Un saluto a tutti i lettori di 4windsurf, abbiamo visto tempi migliori e abbiamo qualche problema in famiglia, che però non concerne il coronavirus. Io sto bene comunque.

Dove ti sei allenato quest’inverno prima dell’esplosione della pandemia?
A Tenerife come sempre. Sono venuto prima per aprire il mio nuovo centro windsurf Surf Hub e poi mi sono allenato con il Pro Training come ogni anno.

Dove ti trovavi al momento dell’inizio del lockdown?
Ero al Medano dove peraltro sono tutt’ora.

Come è cambiata la tua vita durante questo periodo di lockdown?
Credo sia cambiata come per tutti. Niente più windsurf, niente più attività all’aperto e ovviamente vita sociale ridotta al minimo, ma questo è quel che meno mi ha pesato sinceramente.

Riesci comunque a tenerti allenato quotidianamente?
Si fortunatamente il mio centro windsurf è molto vicino e mi sono creato attrezzi con sacchi di pietre e sabbia e quotidianamente vado giù a fare un po’ di esercizi.

Come sarebbe dovuta essere la tua stagione agonistica/lavorativa e come sarà invece a causa di questa situazione?
Beh a quest’ora Surf Hub sarebbe stato a pieno regime preparandosi all’arrivo dell’estate. Io avrei già fatto una tappa di coppa del mondo in Francia e ora sarei in allenamento per gli step asiatici.

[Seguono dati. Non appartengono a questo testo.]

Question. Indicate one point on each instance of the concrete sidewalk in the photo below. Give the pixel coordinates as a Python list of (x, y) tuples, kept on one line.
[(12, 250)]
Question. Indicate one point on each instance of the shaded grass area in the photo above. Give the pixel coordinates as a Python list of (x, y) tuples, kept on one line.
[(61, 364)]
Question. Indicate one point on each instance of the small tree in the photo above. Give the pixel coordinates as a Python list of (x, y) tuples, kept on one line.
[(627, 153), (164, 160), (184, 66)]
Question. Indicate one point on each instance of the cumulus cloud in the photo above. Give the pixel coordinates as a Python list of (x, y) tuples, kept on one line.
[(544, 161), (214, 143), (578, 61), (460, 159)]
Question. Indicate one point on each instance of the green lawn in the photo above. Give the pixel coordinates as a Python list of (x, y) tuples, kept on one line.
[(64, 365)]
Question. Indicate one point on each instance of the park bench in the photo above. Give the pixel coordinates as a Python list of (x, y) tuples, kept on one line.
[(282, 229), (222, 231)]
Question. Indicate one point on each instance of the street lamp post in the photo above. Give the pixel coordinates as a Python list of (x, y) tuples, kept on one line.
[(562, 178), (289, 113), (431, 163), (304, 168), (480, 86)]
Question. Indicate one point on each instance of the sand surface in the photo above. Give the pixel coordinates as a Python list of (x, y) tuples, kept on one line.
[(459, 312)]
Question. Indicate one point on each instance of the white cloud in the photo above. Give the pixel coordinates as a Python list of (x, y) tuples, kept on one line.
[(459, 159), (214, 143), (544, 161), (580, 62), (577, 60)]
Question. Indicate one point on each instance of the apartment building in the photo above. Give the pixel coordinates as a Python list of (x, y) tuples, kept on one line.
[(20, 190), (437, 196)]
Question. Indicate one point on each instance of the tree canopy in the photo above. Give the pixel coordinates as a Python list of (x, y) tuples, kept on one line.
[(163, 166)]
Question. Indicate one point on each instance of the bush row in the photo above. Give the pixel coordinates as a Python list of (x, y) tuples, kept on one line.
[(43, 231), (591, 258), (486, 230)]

Invece siamo qui in casa, niente windsurf, niente gare e SURF HUB chiuso.

Come pensi che verrà modificato il calendario del PWA?
Lo stiamo vedendo di settimana in settimana. Proprio oggi abbiamo ricevuto la news che Portogallo è stato spostato da giugno a settembre. Al momento a noi del racing sono rimaste Fuerte a luglio (ma vedo difficile che non venga cancellata vista la situazione in Spagna e alle Canarie con gli alberghi), Portogallo a settembre, poi Sylt e Francia a ottobre.

Per quanto riguarda i materiali, aprile storicamente è il periodo dei photoshooting dei vari brand per i materiali del prossimo anno, quasi tutti svolti a Maui. E generalmente in questo periodo iniziamo a “sbirciare” qualche novità dalle foto dei vari fotografi presenti in spiaggia a Maui. Ma non quest’anno!
Hai avuto contatti con i brand che ti sponsorizzano? Quali sono le loro direttive per i prossimi mesi? Pensi che il materiale 2021 arriverà questa estate come normalmente accade o sarà tutto rinviato?
Noi lavoriamo molto in anticipo sia con le tavole (Starboard) che con le vele (Severne). Per le tavole che io sappia non ci sono modifiche nell’arrivo dei 2021. Per le vele potrebbe essere tutto posticipato a settembre/ottobre. Lo shooting Severne è già stato fatto in Australia con quello Starboard.

Quali sono i tuoi obiettivi per il 2020?
Prima di tutto vedere la fine di questa situazione poco piacevole per tutti. Poi sicuramente ricominciare ad allenarmi e dare il meglio per vincere nella parte restante del tour che ci è rimasto.

Pensi che questa situazione che stiamo tutti noi vivendo potrai trarne anche delle cose positive?
No, non vedo niente di positivo in quel che è successo e sta succedendo. Ero molto preoccupato per la situazione sanitaria e ora lo sono ancora di più per quella economica. Se la gente non ha o non avrà soldi per mangiare è un problema per tutti.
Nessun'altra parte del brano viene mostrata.